W dniach od 30 kwietnia do 2 października 2021 roku Opolskie Stowarzyszenie Pieśni spod żagli zorganizowało pięcioetapowy rejs Around Europe. Rejs rozpoczął się w Sibenniku w Chorwacji a zakończenie miało miejsce w Świnoujściu. Jednym z celów wyprawy było uczczenie 45-lecia historycznego rejsu dookoła Europy na s/y Bies, na którym płynęli opolscy żeglarze w 1976 roku. Rejsem dowodził opolski żeglarz kpt. Stanisław Horecki. W 2021 roku opolska załoga płynęła na czterdziestostopowym jachcie Sun Odyssey 44 Magic z 1989 roku, którego armatorem jest Opolskie Stowarzyszenie Pieśni spod żagli. Jacht nazywał się s/y Caipirinha I, III, V etapem dowodził kpt. Ryszard Sobieszczański, II i IV kpt. Paweł Biały. Oboje pełnili funkcje pierwsze oficera naprzemiennie i uczestniczyli we wszystkich pięciu etapach. W rejsie Around Europe udział wzięło łącznie dziewiętnaście osób - członków i sympatyków Pieśni spod żagli. Pierwszy etap zakończył się w hiszpańskim Torrevieja.
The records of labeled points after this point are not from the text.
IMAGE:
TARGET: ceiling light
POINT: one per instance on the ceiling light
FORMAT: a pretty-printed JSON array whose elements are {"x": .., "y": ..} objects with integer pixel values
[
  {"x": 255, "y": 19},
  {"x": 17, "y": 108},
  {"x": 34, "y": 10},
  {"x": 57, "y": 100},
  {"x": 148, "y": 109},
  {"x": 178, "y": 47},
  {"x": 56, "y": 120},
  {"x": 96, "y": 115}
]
Drugi na Gibraltarze, trzeci w La Coruna, czwarty w Le Havre a piąty w Świnoujściu. Były flauty i sztormy: na Morzu Śródziemnym, w Cieśninie Gibraltarskiej, Kanale La Manche oraz na Morzu Północnym. Załoga walczyła z ciągłymi awariami m.in. steru, silnika i przekładni. Mimo problemów rejs był nadal prowadzony. Z Majorki załoga wypłynęła z niesprawnym silnikiem i przekładnią. Rejs odbywał się w okresie pandemicznym, co bardzo utrudniało całą logistykę. Do niektórych portów nie można było wpłynąć lub załoga nie została wpuszczona. Załoga odwiedziła piętnaście portów m.in we Włoszech, na Sycyli, Majorce, Hiszpanii, Gibraltarze, Portugalii, Francji czy Niemiec. Przepłynęła ponad 3800 mil, w morzu spędziła ponad 700 godzin. Kapitan Ryszard Sobieszczański napisał książkę pt: Klątwa Caipirinhi, w której opisał przygody załogi podczas całego rejsu. Książka ukaże się pod koniec kwietnia 2023 roku. Zawierać będzie ponad 300 zdjęć.